This article is based on a face-to-face interview one of our editors conducted with the couple. We wish J and A the very best as they have just completed one year together as a married couple. Happy first anniversary. May their lives be blessed with love and care for each other.
Photo source: From the couple’s wedding album
A quick search in Google on same-sex marriage and you will get overwhelmed by what’s out there. An interesting nugget of information I found is that same-sex marriages happened even during the Roman Empire. One might argue that these marriages are different from what we have (or don’t have) now, in nature and intention. But one can’t deny that throughout our history, there were instances of “gay marriages”, as few and far between as they were. My favourite anecdote is the blond slave charioteer, Hierocles*, proclaiming that he was delighted to be called Roman emperor Egalabalus’ mistress and wife. The emperor also referred to the charioteer as his husband. How quaint!

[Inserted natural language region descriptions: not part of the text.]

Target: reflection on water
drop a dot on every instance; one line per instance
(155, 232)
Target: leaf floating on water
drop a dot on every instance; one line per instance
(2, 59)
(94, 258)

One of the major controversies that cloud the current issue of same-sex marriage is the concept of the word “marriage”. A gay couple can get a lawyer to draft out conditions that are comparable to a heterosexual marriage. But, many who are against same-sex marriage want to maintain and preserve the definition of marriage to be one between a man and a woman. And may I add that this view is not just solely from the Christian quarters. However, shouldn’t marriage be a right given to all, regardless of race, language, religion or sexual orientation? Well, this is a point of contention.
THE COUPLE – HAND IN HAND Photo source: From the couple’s wedding album
I was privileged to meet a Singaporean gay couple who was married in Bali last year. J (44) and A (29) first met at an Oogachaga event. While the relationship was not smooth sailing, A says that one “does not give up immediately after the first signs of trouble.” They also had their fair share of criticism from “friends” who seemed overly invested in their relationship. The latter brought up issues they had like J and A’s age difference and how their relationship is mixed race, as if these were hindrances to their love for each other. J said that some of his Chinese friends were uncomfortable with him dating an Indian guy and slowly drifted away from him. However, he does not regret any of his actions as he feels that A is “positive energy” to him. He also added that while a few friends might have issues with A, he is “well-liked” by all his closest friends and that is an important “pull factor” for him.
One thing I was curious about, being the romantic that I am, is the proposal. But, there wasn’t one. It was a mutual albeit romantic gesture. Both J and A were at Plaza Singapura, having dinner with friends. They ended up at a shop, as J was particularly interested in a ring. They found out that it was $88 for two and it was at that moment that they realised they wanted to be married to each other, almost telepathically. A said that it was on that night that they planned their wedding.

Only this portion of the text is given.